第41話 ベッドは時速20キロ
「――なあ、本当に馬車の手配をしなくていいのか」
ダニエルが眉を寄せたまま、こちらを見る。納得しきれていない顔だ。
「手配してどうするんです? ベッドを馬車に乗せられるとでも?」
「いや、まあ、そうなんだが。しかし、徒歩で移動となると、いつ王都につけるか……」
「このベッド、俺の移動速度と同じなんですよ」
「というと?」
「全力疾走が最高速度なんです」
じっとこちらを見る。値踏みというか、信用できるか測っている感じだ。
「う~む……。こう言ってはなんだが、ユウナギ殿は事務仕事の体。長距離走が得意なようには見えないが」
言い方に遠慮があるけれど、内容はまあまあ失礼だ。
「肉体労働に向いていないのは否定しません。けど今は疲れないんですよ。だから、長距離走じゃなくて、短距離走の速度で走り続けられるんです」
「何と?!」
サリーが前に『馬車と人間の走る速さは大差ない』みたいなことを言っていたのを思い出す。つまり、置いていかれることはない。……たぶん。

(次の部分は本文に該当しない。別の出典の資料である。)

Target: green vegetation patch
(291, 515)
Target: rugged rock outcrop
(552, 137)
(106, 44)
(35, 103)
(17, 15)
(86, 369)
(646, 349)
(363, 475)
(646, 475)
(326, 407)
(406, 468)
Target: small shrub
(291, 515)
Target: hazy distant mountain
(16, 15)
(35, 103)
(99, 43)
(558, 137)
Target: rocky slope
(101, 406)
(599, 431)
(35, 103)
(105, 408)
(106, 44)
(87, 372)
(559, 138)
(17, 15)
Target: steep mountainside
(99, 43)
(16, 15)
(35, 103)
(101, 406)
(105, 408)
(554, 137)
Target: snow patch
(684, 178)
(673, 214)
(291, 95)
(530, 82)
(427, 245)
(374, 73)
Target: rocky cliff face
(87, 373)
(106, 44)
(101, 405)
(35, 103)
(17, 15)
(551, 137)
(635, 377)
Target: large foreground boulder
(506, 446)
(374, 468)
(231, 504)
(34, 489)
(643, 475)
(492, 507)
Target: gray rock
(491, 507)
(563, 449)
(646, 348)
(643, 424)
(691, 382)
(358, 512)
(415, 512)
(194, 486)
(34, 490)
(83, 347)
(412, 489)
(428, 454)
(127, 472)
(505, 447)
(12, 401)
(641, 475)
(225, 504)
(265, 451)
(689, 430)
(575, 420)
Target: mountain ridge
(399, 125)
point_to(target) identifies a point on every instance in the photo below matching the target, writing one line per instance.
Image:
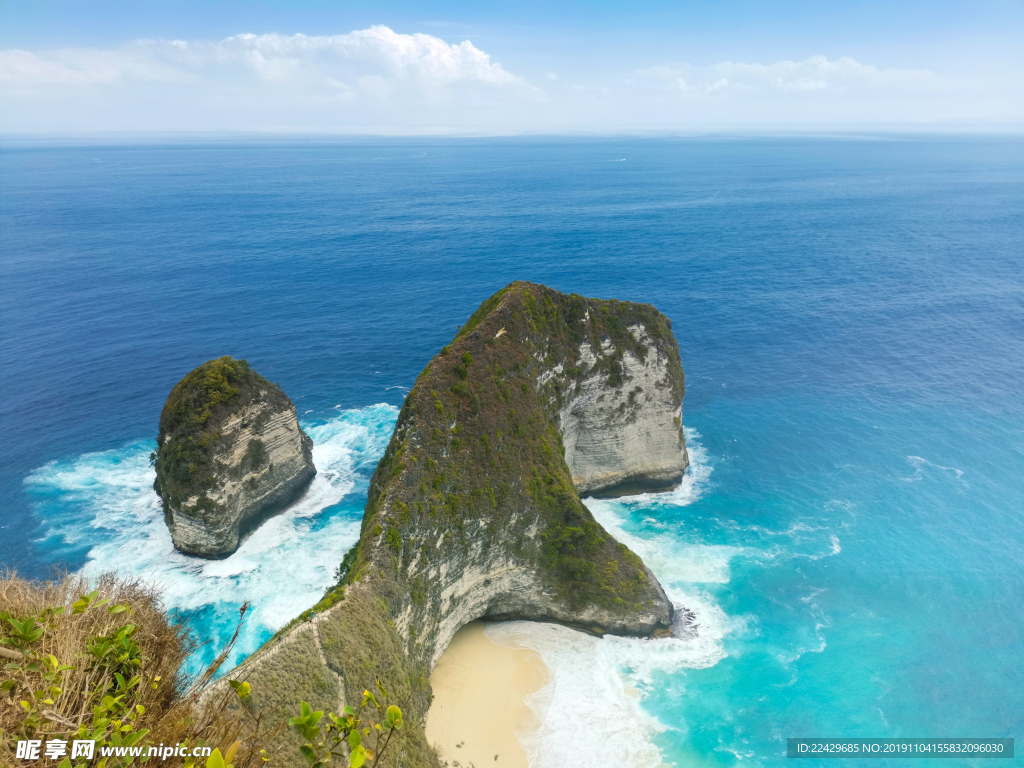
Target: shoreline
(479, 700)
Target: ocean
(850, 314)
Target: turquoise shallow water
(850, 312)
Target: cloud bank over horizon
(380, 81)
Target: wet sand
(478, 706)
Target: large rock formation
(621, 412)
(230, 454)
(474, 509)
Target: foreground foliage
(104, 665)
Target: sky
(528, 67)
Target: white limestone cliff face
(474, 510)
(625, 439)
(263, 464)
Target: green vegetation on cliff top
(189, 429)
(477, 439)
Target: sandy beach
(479, 688)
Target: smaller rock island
(230, 454)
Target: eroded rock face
(231, 454)
(625, 439)
(474, 510)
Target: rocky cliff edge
(230, 454)
(474, 510)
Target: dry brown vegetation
(111, 640)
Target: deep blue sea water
(850, 313)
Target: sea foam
(620, 673)
(107, 502)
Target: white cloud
(811, 75)
(380, 81)
(377, 54)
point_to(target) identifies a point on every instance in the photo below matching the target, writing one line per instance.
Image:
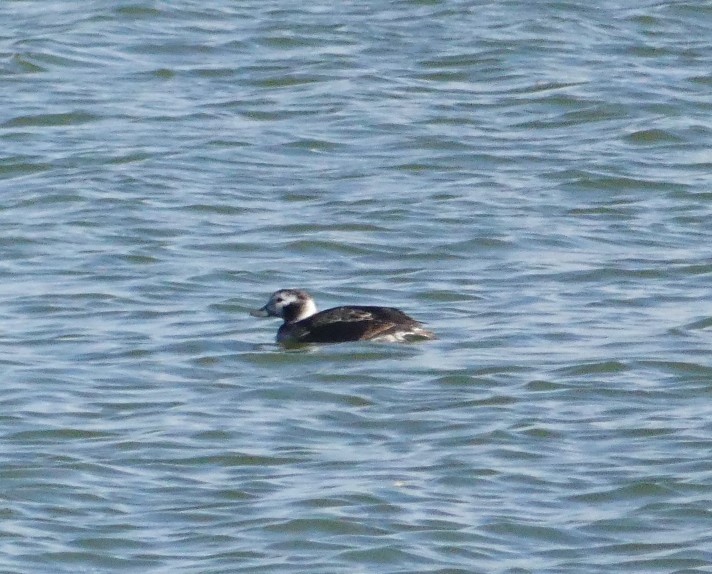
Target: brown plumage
(303, 324)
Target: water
(530, 179)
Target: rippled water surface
(532, 179)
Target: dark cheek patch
(289, 312)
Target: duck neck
(297, 311)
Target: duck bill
(261, 312)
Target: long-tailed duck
(303, 324)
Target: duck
(304, 323)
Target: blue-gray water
(532, 179)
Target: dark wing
(342, 324)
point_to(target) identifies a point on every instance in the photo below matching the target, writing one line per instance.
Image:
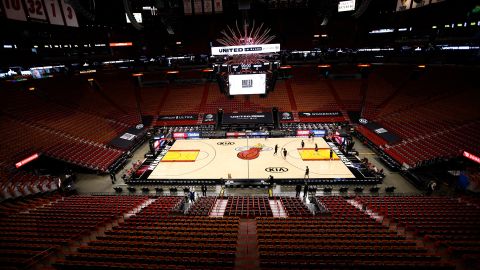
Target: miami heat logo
(251, 152)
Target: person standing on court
(298, 189)
(305, 190)
(270, 180)
(307, 173)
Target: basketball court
(249, 159)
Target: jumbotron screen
(247, 84)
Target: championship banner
(207, 6)
(246, 49)
(247, 118)
(14, 10)
(187, 7)
(197, 6)
(69, 12)
(319, 114)
(218, 6)
(236, 134)
(185, 135)
(177, 117)
(54, 12)
(35, 10)
(403, 5)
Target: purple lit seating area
(141, 232)
(348, 239)
(436, 115)
(155, 239)
(19, 136)
(450, 223)
(248, 207)
(19, 183)
(202, 206)
(35, 233)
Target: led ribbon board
(246, 49)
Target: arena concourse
(245, 134)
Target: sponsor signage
(246, 49)
(27, 160)
(177, 117)
(236, 134)
(127, 136)
(316, 132)
(209, 118)
(226, 143)
(319, 114)
(363, 121)
(247, 84)
(340, 155)
(180, 135)
(471, 156)
(286, 116)
(276, 170)
(247, 118)
(193, 134)
(346, 5)
(257, 133)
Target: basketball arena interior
(240, 134)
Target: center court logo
(225, 143)
(276, 169)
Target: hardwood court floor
(217, 158)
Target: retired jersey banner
(218, 6)
(14, 10)
(187, 7)
(403, 5)
(69, 12)
(197, 6)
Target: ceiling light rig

「馬車の後ろに小窓が付いてますよね。たまに振り返って、ついてきているか確認しながら進んでください」
「それはもちろんだ。ユウナギ殿が逃げるかもしれないからな」と、ニタリと笑いながら言う。
冗談半分、本気半分って顔だ。
直後、ジェイミーの拳がダニエルの脇腹にめり込み、甲高い金属音が響く。
「余計な事言うな。あたしはユウナギ殿を信じているからね」
「はいはい、その信頼を裏切らないようにしますよ」
「ケイシー殿はどちらに乗っていくの? 馬車? ユウナギ殿?」
「もちろん、ユウナギさんの専属メイドですから、離れることなどありません」
「そう言うと思ったわ」
その即答ぶりに、ジェイミーが小さく笑う。
馬車がゆっくりと動き出し、軋む音を立てながら街道へ向かっていく。
俺はその後ろに視線を合わせ、頭の中で走るイメージを思い浮かべる。すると、景色が流れ始めた。